Siempre
he tenido la pena de no tener un pueblo, donde acércame a la naturaleza; donde
abrazar el silencio; donde escuchar el canto de los pájaros; accedía al otro mundo,
cuando viajábamos (mis hermanas y yo) al pueblo de mi padre; que permanecía
escondido en nuestra rutina de colegio, y se volvía visible los sábados, los
domingos, los días de fiesta; acudíamos a visitar a mis abuelos; dos seres
cargados de magia; hechos de labranzas; configurados en la trashumancia, que mi
abuelo, como pastor ejercía; mis andanzas en el pueblo, me llevaron a
introducirme en la vida de mis abuelos, a los que nunca terminé de conocer del
todo( éramos muchos nietos, y todos querían colonizar su sentimiento); mis abuelos, murieron sin pedir permiso, muy rápido, secuestrados por el paso del tiempo;
que se balancea en mi recuerdo, cada vez que acudo al pueblo.
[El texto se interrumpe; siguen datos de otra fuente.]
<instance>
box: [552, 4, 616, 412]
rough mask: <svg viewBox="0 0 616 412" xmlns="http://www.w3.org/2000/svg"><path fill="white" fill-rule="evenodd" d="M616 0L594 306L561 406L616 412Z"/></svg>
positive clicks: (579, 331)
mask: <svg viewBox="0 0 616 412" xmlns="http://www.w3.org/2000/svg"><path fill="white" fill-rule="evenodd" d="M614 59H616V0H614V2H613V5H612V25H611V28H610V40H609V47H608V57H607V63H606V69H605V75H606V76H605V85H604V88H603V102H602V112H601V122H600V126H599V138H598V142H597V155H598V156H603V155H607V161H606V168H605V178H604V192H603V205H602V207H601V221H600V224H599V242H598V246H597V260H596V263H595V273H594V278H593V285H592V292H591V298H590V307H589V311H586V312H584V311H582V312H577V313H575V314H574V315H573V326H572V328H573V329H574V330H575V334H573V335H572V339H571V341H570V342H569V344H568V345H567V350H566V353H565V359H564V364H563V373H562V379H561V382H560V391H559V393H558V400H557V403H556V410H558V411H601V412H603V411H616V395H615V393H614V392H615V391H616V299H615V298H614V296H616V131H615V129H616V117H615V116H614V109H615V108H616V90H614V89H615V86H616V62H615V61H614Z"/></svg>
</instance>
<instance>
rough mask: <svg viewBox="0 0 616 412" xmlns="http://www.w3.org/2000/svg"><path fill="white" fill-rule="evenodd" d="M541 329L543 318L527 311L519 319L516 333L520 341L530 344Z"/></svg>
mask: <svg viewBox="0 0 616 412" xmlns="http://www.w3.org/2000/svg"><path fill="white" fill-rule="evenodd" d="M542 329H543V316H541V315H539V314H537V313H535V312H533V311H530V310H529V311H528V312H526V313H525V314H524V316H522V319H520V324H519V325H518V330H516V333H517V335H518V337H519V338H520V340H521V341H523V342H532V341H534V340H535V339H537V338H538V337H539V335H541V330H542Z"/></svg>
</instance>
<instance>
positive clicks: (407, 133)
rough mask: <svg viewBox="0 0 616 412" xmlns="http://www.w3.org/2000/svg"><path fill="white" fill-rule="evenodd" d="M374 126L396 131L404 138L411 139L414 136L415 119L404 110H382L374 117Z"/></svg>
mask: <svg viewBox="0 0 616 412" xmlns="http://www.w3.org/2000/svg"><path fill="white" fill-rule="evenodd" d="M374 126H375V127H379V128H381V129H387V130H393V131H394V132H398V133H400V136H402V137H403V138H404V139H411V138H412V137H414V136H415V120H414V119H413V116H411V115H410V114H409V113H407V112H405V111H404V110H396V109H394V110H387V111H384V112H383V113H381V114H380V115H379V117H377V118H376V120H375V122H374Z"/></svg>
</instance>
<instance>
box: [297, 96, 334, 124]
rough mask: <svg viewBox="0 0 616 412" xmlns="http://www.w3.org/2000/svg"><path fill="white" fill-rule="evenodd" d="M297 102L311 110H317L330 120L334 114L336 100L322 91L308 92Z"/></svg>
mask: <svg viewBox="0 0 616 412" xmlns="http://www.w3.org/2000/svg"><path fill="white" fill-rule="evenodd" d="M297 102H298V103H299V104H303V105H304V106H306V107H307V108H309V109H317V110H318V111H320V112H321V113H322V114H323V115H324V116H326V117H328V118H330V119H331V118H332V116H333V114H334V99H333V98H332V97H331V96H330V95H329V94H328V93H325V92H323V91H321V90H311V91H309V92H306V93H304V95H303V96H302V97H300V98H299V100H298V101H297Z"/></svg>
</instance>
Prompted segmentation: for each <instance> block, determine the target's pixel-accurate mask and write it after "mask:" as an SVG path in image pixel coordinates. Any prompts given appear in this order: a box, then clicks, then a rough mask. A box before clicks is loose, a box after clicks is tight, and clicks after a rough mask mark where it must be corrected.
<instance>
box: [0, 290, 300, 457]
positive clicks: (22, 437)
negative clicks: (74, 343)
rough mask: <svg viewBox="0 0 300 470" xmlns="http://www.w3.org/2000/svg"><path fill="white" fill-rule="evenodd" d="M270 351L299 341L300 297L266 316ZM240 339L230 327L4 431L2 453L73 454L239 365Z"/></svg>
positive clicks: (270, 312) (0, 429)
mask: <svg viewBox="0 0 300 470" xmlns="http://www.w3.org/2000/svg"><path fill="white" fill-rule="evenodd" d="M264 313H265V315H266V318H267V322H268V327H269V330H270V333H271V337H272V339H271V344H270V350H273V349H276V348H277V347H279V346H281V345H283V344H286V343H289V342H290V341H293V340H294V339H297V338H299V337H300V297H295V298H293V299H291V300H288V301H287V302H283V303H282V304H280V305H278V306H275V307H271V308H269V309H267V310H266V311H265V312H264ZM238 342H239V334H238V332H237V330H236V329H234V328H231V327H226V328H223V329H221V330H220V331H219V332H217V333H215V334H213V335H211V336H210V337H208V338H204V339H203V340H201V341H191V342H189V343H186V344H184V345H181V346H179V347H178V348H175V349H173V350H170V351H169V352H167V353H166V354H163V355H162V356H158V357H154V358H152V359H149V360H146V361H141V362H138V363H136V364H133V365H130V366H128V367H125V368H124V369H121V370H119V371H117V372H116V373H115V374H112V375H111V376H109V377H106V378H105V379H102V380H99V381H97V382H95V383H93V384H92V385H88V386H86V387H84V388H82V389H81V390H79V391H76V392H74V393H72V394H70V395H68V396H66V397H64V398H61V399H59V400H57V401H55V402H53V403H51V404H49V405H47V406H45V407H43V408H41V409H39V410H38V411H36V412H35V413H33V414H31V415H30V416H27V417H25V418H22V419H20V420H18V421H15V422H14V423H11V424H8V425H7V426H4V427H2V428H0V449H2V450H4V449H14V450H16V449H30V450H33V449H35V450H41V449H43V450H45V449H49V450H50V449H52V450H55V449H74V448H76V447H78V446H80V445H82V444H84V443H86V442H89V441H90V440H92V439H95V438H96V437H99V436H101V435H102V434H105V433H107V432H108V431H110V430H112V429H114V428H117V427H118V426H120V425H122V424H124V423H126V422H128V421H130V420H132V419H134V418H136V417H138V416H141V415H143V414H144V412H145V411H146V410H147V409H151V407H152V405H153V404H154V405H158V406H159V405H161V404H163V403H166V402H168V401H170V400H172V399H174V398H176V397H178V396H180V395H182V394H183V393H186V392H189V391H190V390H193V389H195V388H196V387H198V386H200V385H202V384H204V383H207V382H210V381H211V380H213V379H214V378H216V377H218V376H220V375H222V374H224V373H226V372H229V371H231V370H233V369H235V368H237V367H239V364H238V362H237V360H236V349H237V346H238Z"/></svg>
Su casa por
desacuerdos de los herederos, fue vendida a extraños, pero el alma de mis
abuelos, siempre quedará bajo esas paredes ahora reformadas por dos seres, sin
compromiso, con el horizonte; al cual abrazo, cada vez que voy al pueblo, y me
acerco al terreno, donde tantas veces, mis abuelos ordeñaban vacas, reían en la
huerta, cantaban bajo las estrellas; me acerco a ellos, desde la parcela de al
lado, que todavía es de mi padre; si no lo hiciera estaría traicionando a su
memoria; que se alegra, cuando niña con miedo a los animales, encuentra en sus orígenes
un motivo para seguir soñando.
A la memoria de mis abuelos: Saurnino y Evarista, os quiero.